12-2 Radix trees

Given two strings $a = a_0a_1 \ldots a_p$ and $b = b_0b_1 \ldots b_q$, where each $a_i$ and each $b_j$ is in some ordered set of characters, we say that string $a$ is lexicographically less than string $b$ if either

  1. there exists an integer $j$, where $0 \le j \le \min(p, q)$, such that $a_i = b_i$ for all $i = 0, 1, \ldots j - 1$ and $a_j < b_j$, or
  2. $p < q$ and $a_i = b_i$ for all $i = 0, 1, \ldots, p$.

For example, if $a$ and $b$ are bit strings, then $10100 < 10110$ by rule 1 (letting $j = 3$) and $10100 < 101000$ by rule 2. This ordering is similar to that used in English-language dictionaries.

The radix tree data structure shown in Figure 12.5 stores the bit strings $1011, 10, 011, 100$, and $0$. When searching for a key $a = a_0a_1 \ldots a_p$, we go left at a node of depth $i$ if $a_i = 0$ and right if $a_i = 1$. Let $S$ be a set of distinct bit strings whose lengths sum to $n$. Show how to use a radix tree to sort $S$ lexicographically in $\Theta(n)$ time. For the example in Figure 12.5, the output of the sort should be the sequence $0, 011, 10, 100, 1011$.

To sort the strings of $S$, we first insert them into a radix tree, and then use a preorder tree walk to extract them in lexicographically sorted order. The tree walk outputs strings only for nodes that indicate the existence of a string (i.e., those that are lightly shaded in Figure 12.5 of the text).
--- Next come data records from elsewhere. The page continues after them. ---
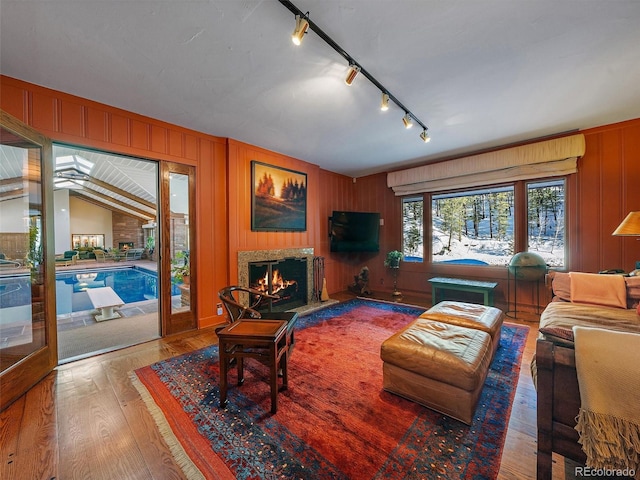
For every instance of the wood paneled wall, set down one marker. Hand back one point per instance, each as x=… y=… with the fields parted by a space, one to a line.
x=599 y=196
x=76 y=121
x=241 y=237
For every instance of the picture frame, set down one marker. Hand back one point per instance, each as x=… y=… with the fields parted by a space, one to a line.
x=278 y=199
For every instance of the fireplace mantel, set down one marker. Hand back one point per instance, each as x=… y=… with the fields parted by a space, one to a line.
x=249 y=256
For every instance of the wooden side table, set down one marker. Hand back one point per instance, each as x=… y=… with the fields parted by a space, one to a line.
x=264 y=340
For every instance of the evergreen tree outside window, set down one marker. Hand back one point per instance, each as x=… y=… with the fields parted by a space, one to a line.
x=413 y=229
x=474 y=227
x=546 y=221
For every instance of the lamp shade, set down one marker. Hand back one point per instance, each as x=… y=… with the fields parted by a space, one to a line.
x=630 y=226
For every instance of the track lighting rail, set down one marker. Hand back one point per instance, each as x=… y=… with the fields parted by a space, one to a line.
x=352 y=62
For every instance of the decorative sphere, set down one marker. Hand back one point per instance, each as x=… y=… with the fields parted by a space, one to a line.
x=527 y=266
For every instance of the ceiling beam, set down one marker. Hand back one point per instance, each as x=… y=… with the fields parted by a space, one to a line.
x=125 y=207
x=85 y=198
x=88 y=178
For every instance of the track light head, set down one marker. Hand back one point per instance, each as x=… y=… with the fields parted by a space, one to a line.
x=302 y=25
x=384 y=104
x=408 y=123
x=352 y=74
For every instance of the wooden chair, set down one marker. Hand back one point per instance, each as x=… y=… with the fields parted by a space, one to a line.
x=236 y=308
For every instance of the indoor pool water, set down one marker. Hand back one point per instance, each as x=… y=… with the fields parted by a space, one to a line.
x=131 y=284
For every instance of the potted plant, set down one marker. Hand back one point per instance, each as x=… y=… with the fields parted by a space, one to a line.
x=181 y=268
x=35 y=255
x=393 y=259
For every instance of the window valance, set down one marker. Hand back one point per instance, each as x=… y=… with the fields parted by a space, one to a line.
x=549 y=158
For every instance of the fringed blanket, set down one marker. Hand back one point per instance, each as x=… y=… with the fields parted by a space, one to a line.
x=609 y=419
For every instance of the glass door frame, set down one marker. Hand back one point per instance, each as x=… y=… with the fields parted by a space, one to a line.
x=20 y=377
x=183 y=319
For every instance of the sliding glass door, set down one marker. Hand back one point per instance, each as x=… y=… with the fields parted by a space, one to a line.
x=27 y=301
x=178 y=247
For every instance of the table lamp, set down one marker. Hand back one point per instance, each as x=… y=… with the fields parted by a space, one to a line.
x=630 y=227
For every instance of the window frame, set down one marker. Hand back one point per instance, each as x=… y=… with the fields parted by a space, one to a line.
x=412 y=199
x=520 y=217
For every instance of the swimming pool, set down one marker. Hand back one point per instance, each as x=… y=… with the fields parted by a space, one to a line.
x=132 y=284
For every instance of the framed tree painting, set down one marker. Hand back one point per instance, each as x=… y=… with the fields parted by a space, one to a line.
x=278 y=199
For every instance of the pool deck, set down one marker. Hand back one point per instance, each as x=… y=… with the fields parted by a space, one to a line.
x=87 y=265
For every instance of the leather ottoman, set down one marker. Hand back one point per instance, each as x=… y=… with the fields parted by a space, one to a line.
x=438 y=365
x=470 y=315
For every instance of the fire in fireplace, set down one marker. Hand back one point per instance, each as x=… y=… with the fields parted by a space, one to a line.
x=285 y=278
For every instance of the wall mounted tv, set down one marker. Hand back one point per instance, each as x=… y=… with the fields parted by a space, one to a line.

Correctness: The preorder ordering is the correct order because:

  • Any node's string is a prefix of all its descendants' strings and hence belongs before them in the sorted order (rule 2).
  • A node's left descendants belong before its right descendants because the corresponding strings are identical up to that parent node, and in the next position the left subtree's strings have $0$ whereas the right subtree's strings have $1$ (rule 1).

Time: $\Theta(n)$.

  • Insertion takes $\Theta(n)$ time, since the insertion of each string takes time proportional to its length (traversing a path through the tree whose length is the length of the string), and the sum of all the string lengths is $n$.
  • The preorder tree walk takes $O(n)$ time. It is just like $\text{INORDER-TREE-WALK}$ (it prints the current node and calls itself recursively on the left and right subtrees), so it takes time proportional to the number of nodes in the tree. The number of nodes is at most $1$ plus the sum $(n)$ of the lengths of the binary strings in the tree, because a length-$i$ string corresponds to a path through the root and $i$ other nodes, but a single node may be shared among many string paths.